Research published at FAccT this week frequently expresses concerns about data colonialism from the Global North. If AI can build what Ruha Benjamin refers to as a new Jim Code in the United States, it seems critically important to consider trends of democratization, or the lack thereof, and how AI is being built in nations with a history of colonialism.

It’s also true that brain drain is a major factor for businesses and governments in the Global South and that a number of international AI coalitions have been formed largely without these nations. Let’s hope those coalitions expand. Doing so could involve reconciling issues between countries largely known for colonization and those that were colonized. And enabling the responsible development and deployment of AI in Global South nations could help combat issues like data colonialism in other parts of the world.

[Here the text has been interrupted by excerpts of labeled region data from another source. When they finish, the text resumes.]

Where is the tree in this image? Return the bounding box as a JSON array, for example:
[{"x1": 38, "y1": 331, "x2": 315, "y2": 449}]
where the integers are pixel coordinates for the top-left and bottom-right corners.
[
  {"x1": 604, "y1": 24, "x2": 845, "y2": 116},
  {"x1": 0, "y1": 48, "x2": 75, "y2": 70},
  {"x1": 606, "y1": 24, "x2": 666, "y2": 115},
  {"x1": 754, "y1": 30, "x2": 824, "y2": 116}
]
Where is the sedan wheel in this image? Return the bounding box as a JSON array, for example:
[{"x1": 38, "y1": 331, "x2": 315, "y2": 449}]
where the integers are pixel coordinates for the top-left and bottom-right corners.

But issues of trust remain a constant across international agreements and papers published at FAccT by researchers from Africa and India this week. Trust is also highlighted in agreements from the OECD and G20.

There can be a temptation to view AI ethics purely as a human rights issue, but the fair and equitable deployment of artificial intelligence is also essential to adoption and business risk management.

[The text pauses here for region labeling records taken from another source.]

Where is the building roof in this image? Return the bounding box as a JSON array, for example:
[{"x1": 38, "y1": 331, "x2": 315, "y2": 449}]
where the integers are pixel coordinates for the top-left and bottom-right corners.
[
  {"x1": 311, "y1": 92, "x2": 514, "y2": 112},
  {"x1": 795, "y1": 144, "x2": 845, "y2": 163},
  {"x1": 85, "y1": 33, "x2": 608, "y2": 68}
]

Above: Global AI adoption rates according to McKinsey

Jack Clark was formerly director of policy at OpenAI and is part of the steering committee for the AI Index, an annual report on the progress of AI in business, policy, and use case performance. He told VentureBeat earlier this week that the AI industry is industrializing rapidly, but it badly needs benchmarks and ways to test AI systems to move technical performance standards forward. As businesses and governments increase deployments, benchmark challenges can also help AI practitioners measure progress toward shared goals and rally people around common causes — like preventing deforestation.

The idea of common interests comes up in Ranjit Singh’s work at Data & Society. He said his project is motivated by a desire to map and understand the distinct language used to discuss AI in Global South nations, but also to recognize global concerns and encourage people to work together on solutions. These might include attempts to understand when a baby’s cough is deadly, as the startup Ubenwa is doing in Canada and Nigeria; seeking public health insights from search engine activity; and fueling local commerce with machine translation. But whatever the use case, experts in Africa and India stress that equitable and successful implementation depends on involving local communities from the inception.